Dans le cadre du salon Ecobat 2014, une table ronde ayant pour thématique l'interface des méthodologies et technologies dans la construction durable a réuni différents acteurs du secteur. Ils ont insisté sur la nécessité d'une meilleure concertation entre les professionnels. Compte-rendu.

La technologie avance avec de nouveaux matériaux et des innovations techniques mises en œuvre dans la construction. Toujours plus complexe, le déploiement de ces nouvelles solutions nécessite une bonne concertation entre tous les intervenants d'un projet. La création de communautés et l'échange des informations apparaissent comme indispensables au changement global du secteur. René Gamba, acousticien et président de la commission Développement durable du Cinov (fédération des syndicats des métiers de la prestation intellectuelle du conseil, de l'ingénierie et du numérique), explique : "L'acoustique est un domaine révélateur de ce besoin de travailler ensemble car il interfère avec tout : la structure, les parois, les revêtements, les usages… Mais c'est l'humain qu'il faut replacer au cœur du projet, ce qui nécessite une approche intégrée. Car, ce qui est important, c'est l'usage qui est fait du bâtiment". Le docteur en mécanique des fluides et formateur en acoustique poursuit : "Il est suicidaire de rester trop dogmatique en pensant que les utilisateurs d'une construction vont renoncer à leur confort !".

 

La révolution de la maquette numérique
Pour le professionnel, les utilisateurs seraient tout sauf théoriques et il serait donc impératif de bien prendre en compte la différence entre les attentes exprimées et les besoins inexprimés. "Il faut que les bâtiments soient en adéquation avec l'utilisation spontanée et pas en opposition avec celle-ci !", martèle-t-il.
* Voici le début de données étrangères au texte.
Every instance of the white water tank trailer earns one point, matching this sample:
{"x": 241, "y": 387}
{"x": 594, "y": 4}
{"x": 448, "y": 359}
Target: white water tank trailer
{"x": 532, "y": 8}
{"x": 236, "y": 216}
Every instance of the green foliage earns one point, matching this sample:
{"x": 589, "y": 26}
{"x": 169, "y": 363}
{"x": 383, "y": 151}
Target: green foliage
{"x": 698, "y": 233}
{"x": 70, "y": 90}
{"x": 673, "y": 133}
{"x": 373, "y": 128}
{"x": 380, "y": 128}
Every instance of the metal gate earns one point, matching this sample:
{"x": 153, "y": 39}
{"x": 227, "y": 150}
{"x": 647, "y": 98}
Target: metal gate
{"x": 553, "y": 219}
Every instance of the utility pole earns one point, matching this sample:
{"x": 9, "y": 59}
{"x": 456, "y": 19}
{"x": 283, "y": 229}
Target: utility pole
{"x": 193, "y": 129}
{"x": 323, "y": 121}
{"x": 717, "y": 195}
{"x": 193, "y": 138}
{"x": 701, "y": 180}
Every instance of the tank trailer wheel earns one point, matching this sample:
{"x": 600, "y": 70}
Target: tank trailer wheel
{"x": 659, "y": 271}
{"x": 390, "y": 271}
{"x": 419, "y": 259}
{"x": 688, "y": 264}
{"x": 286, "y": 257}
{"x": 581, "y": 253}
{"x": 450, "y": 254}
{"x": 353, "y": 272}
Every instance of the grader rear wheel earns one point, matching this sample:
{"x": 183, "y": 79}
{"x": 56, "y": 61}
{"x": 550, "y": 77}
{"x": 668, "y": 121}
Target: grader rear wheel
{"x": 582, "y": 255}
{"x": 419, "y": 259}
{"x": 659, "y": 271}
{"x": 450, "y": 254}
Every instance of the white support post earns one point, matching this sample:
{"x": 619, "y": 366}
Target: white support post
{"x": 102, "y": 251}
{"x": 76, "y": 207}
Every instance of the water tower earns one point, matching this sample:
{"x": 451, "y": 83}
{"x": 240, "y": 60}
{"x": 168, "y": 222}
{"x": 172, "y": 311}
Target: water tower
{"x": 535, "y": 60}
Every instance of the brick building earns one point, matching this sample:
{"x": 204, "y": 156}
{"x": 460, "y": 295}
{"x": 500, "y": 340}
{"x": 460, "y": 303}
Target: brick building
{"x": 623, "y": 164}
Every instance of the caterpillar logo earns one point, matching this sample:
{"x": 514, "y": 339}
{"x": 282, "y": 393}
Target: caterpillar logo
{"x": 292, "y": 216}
Or, selon le membre du Cinov, la part liée à l'étude des bâtiments se réduirait comme peau de chagrin : "Dans l'automobile, qui est un procédé industriel où les voitures sont produites en série, le coût de conception d'un véhicule peut atteindre les 25 %. Dans le bâtiment, où les constructions sont toutes des prototypes, ce pourcentage est en constante réduction alors que les contraintes sont toujours plus nombreuses : analyse du cycle de vie, qualité de l'air intérieur, etc.". François Pelegrin, architecte et urbaniste, membre de l'Unsfa, précise : "Les honoraires de conception rapportés au coût d'un bâtiment sur les 50 ans de sa durée de vie sont inférieurs à 1 % !".

 

Si lui aussi souhaite replacer l'humain au centre des préoccupations, l'architecte pointe également du doigt "des aberrations typiquement françaises" en évoquant notamment les coûts de la non qualité. "Ce sont 15 milliards d'euros gaspillés par an. Nous ferions mieux de mettre plus d'argent en amont !", s'exclame-t-il. "Mais Cécile Duflot a fait des annonces formidables sur la RBR 2020. On note une évolution vers une préoccupation plus globale que la seule thermique", poursuit François Pelegrin. "Cet outil magnifique qu'est le BIM - que je traduis personnellement par 'Bouleversement Interprofessionnel Majeur' - sera rendu obligatoire en 2017 pour les marchés publics. C'est une belle avancée, car il n'y aura plus de temps perdu, nous serons forcés à travailler ensemble", explique l'architecte. Pour lui, les réponses à consultation seront plus rapides et les variantes d'un projet plus faciles à proposer. Et la maquette numérique constituera une base de données pour toute la phase d'exploitation et de maintenance du bâtiment. "C'est un moyen d'embarquer tous les acteurs de la construction dans une collaboration très active !", estime-t-il.

 

Changer de gouvernance
René Gamba tempère légèrement cet enthousiasme : "La maquette numérique a des potentialités fabuleuses. Mais c'est un outil qui apportera des bénéfices ou pas suivant comment on s'en servira… La technologie avance mais la gouvernance reste celle d'un autre siècle. Il faut sortir de notre torpeur : des méthodes d'association des acteurs existent, il nous reste à les découvrir", prévient-il. De son côté, François Pelegrin lance un appel aux futurs maires qui sortiront vainqueurs des prochaines élections municipales : "Les mots d'ordre des ministres ne servent à rien si les élus n'emboîtent pas le pas de l'opportunité qui se présente. Il faut que les élus soient les chefs d'orchestre de cette musique à jouer ensemble". L'architecte évoque notamment la création de zones franches où il serait possible de s'affranchir de certaines contraintes. Les professionnels espèrent donc beaucoup du scrutin à venir.